In his translational Oncology research projects, Dr. Thomas Klonisch mainly focuses on mechanistic studies to better understand therapeutic resistance in tumors, with a particular emphasis on Brain Tumors. His published work includes receptor signaling events affecting cell radio-/chemo-resistance and cell plasticity (EMT, stemness), drug nanocarriers, ER stress and unfolded protein response (UPR), cell death mechanisms (apoptosis, autophagy), and the effect of novel therapeutics on cancer (stem) cells and innate immune cells in the tumor micro-environment.
The cancer research program of Dr. Hombach-Klonisch focuses on the cellular mechanisms that drive late stage cancer progression and therapeutic resistance in glioblastoma and in brain metastatic breast cancer. Her interest is to identify molecular mechanisms and cellular signaling events that promote cancer cell survival under cellular stress, including DNA stress and endoplasmic reticulum stress, which can be targeted to improve treatment success. She investigates the influence of brain resident cells of the perivascular niche, such as pericytes and brain endothelial cells, on these cancer cell stress responses.

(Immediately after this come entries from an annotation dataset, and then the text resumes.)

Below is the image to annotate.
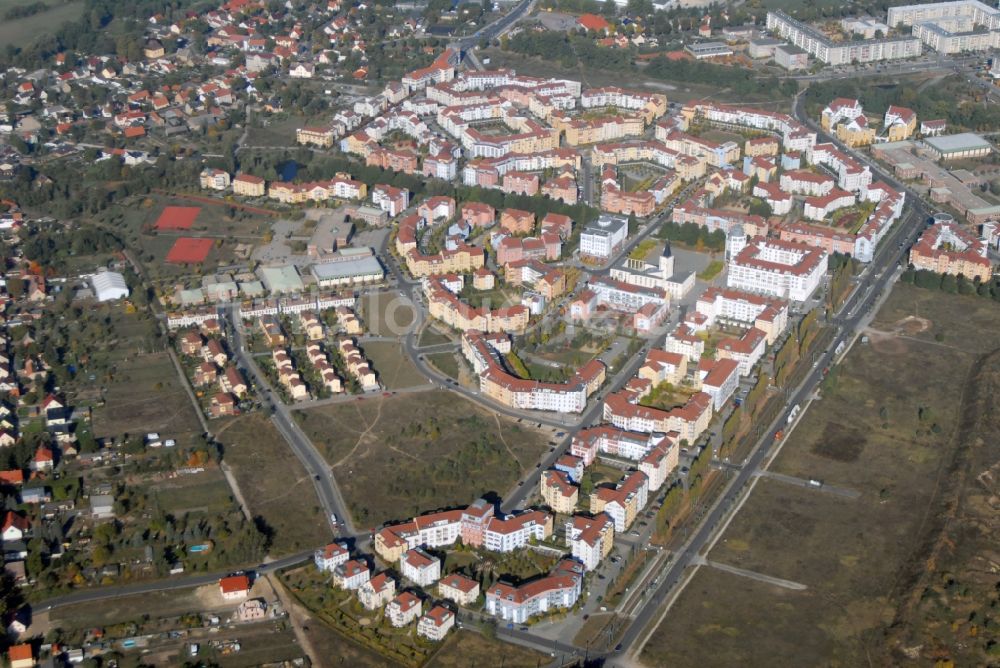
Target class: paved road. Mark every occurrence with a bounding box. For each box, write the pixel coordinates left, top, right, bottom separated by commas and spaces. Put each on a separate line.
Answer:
592, 95, 931, 664
227, 304, 357, 536
34, 550, 312, 612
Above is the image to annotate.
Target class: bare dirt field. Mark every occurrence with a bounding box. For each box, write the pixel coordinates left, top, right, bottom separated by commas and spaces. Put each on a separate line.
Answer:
641, 286, 1000, 666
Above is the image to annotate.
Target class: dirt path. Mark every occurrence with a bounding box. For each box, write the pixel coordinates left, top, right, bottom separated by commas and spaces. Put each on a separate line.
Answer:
265, 573, 326, 666
493, 413, 524, 470
330, 401, 385, 468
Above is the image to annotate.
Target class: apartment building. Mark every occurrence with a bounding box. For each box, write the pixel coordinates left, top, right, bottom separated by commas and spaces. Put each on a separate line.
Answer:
671, 207, 768, 241
333, 559, 371, 591
639, 438, 681, 492
385, 591, 424, 628
232, 174, 267, 197
767, 10, 921, 65
604, 390, 712, 443
486, 565, 583, 624
590, 471, 649, 533
580, 86, 667, 123
374, 510, 462, 563
417, 605, 455, 642
538, 470, 580, 515
399, 547, 441, 587
372, 183, 410, 218
802, 188, 855, 220
636, 348, 687, 387
566, 513, 615, 571
910, 214, 993, 282
358, 572, 396, 610
295, 127, 334, 148
482, 510, 552, 552
779, 169, 836, 197
198, 167, 230, 190
438, 573, 479, 607
313, 543, 350, 572
726, 237, 827, 302
695, 288, 788, 345
887, 0, 1000, 54
424, 278, 530, 333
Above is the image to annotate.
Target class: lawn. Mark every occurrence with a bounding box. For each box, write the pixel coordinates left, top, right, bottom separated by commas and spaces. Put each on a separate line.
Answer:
417, 326, 451, 348
361, 341, 427, 390
216, 414, 330, 557
94, 353, 201, 446
642, 285, 1000, 666
147, 466, 233, 516
49, 588, 203, 631
427, 353, 459, 379
427, 630, 551, 668
295, 391, 548, 526
0, 0, 86, 47
358, 292, 416, 336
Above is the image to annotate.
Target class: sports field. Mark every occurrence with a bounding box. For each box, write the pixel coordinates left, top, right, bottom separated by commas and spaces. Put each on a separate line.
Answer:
167, 237, 212, 264
153, 206, 201, 230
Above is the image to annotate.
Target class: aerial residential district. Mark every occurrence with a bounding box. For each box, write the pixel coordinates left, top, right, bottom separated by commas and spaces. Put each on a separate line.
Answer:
0, 0, 1000, 668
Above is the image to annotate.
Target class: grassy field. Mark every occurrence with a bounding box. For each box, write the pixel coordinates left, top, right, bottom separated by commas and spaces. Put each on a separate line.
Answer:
361, 341, 427, 390
417, 326, 451, 348
427, 353, 459, 378
427, 630, 551, 668
641, 286, 1000, 666
49, 589, 209, 630
358, 292, 416, 336
94, 353, 201, 446
0, 0, 85, 47
216, 414, 330, 557
149, 466, 232, 515
295, 391, 548, 526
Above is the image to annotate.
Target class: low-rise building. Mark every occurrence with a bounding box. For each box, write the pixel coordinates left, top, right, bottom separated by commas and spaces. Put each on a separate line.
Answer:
417, 604, 455, 642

A4: Mechanisms of therapeutic resistance in cancer (stem) cells with emphasis on thyroid cancer cells.
This review highlights mechanisms of therapy resistance in heterogeneous solid tumors that are linked to epithelial-mesenchymal transition, DNA repair capabilities, autophagy and endoplasmic reticulum stress.
A5: Role of cell death mechanisms and unfolded protein response in glioblastoma (GBM) chemoresistance
In this review, we summarize the impact of DNA alkylating drugs, like the GBM standard treatment drug Temozolomide, on resistance mechanisms initiated by GBM, with a particular emphasis on cell death mechanisms, endoplasmic reticulum stress and unfolded protein responses.
A6: Modulation of Wnt/β-catenin signaling promotes blood-brain barrier phenotype in cultured brain endothelial cells
This work was done in collaboration with Dr. Don Miller, Dept. of Pharmacology, University of Manitoba.
This work is done with our collaborator Dr. Francis Lin, Professor, Dept. of Physics and Astronomy, University of Manitoba. The new radial microfluidics device can run eight chemotaxis experiments simultaneously with monitoring and quantification at the single cell level.